I really enjoyed this tale of the changing west. It is set in Texas and Mexico after World War II and highlights a world in flux even as those in it try to make the best of what they have and are. I look forward to more from this author. I have started Blood Meridian and will try to review it next month.

I suppose I haven't read as many books this month as usual, particularly since it is summer. But I have worked on reading, little by little a couple of things. Last week I finished Late Wife by Claudia Emerson, which I was quite moved by. I suppose that should be reviewed now, but since I technically finished it August, I'll keep it for next time, when I can be more detailed. I started Fear and Trembling by Soren Kierkegaard. I don't know if I'll finish it. I started a volume of poems by Ovid, an anthology of narrative poems, and an anthology of short stories called 30/30. I'll probably finish the latter in the next week or so. The stories in this book (so far) have been quite enjoyable and readable. It appears to well represent modern American fiction.

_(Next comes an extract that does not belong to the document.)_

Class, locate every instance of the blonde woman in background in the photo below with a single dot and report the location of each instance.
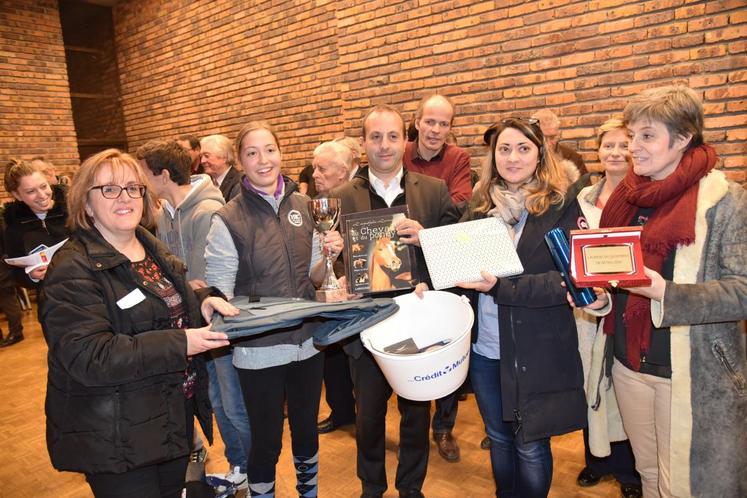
(607, 450)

So it appears I haven't read too many books, but I guess I have. I did add two feeds from a couple of my favorite websites to my My Yahoo page. These are from The Academy of American Poets and Poetry Daily. I love the idea of adding feeds, and these don't really disappoint. So nearly every day I have a new (to me) poem or something about poetry to read. I very much recommend these sites.

Wednesday, August 01, 2007

Overrated television shows (volume one)

I hope the reader will forgive me for not placing hyperlinks or images for this post (and those like it), but after reading, I suppose you'll know why. Hopefully, this will be a continuing (if not so regular) feature of Monk Notes. Thanks for reading:

Roseanne (1988-1997):
I tried to like this show, but couldn't. If this is the "average joe" type of family, then most parents need to be shot. Sometimes the meanness was funny, but most of the time it was just mean.
I watched several episodes before I decided this was among the most overrated series of all time. There are funny moments, and some episodes that were touching, but mostly it was about a mean, mean woman terrorizing those who love her. That just isn't funny to me.

Friends (1994-2004):
This isn’t a bad show; it just isn’t really a good show. (Remember this is about overrated t.v.) I watched many episodes and must admit to laughing quite a bit. But I also didn’t laugh at times when the laugh track tried to encourage me. The characters are mostly unlikable except when being stupid. I suppose idiocy has its charm. Rachel, though the character who experiences the most growth over the course of the series, is, frankly, a despicable person. Most of the humor seems to be zingers based on the situations and the characters don’t really do much of anything or have real world problems. When they do, those problems become part of the humor and little is solved unless the character just learns to “deal with it.” And don’t get me started about how the show trivializes sex.

Full House (1987-1995):
Full House is one of the most irresponsible pieces of crap ever aired. Like so many television shows, this trades on the “cuteness” of its characters. And I don’t find any of them cute. The children are spoiled brats, and the plot of many shows revolves around the uptight father who each time has to learn the lesson that his children are really in charge of their lives and they know better what they should be doing. The other men, one a struggling musician and the other a struggling comedian, fill in different roles of cute “uncle”. In other words, there are three grown men who get walked on by three minor females. There are almost no laughs, and the presumed adorableness of the kids wore off really, really quickly. And every time I hear that theme song, I look for weapons. How they stayed on television beyond two years continually baffles me.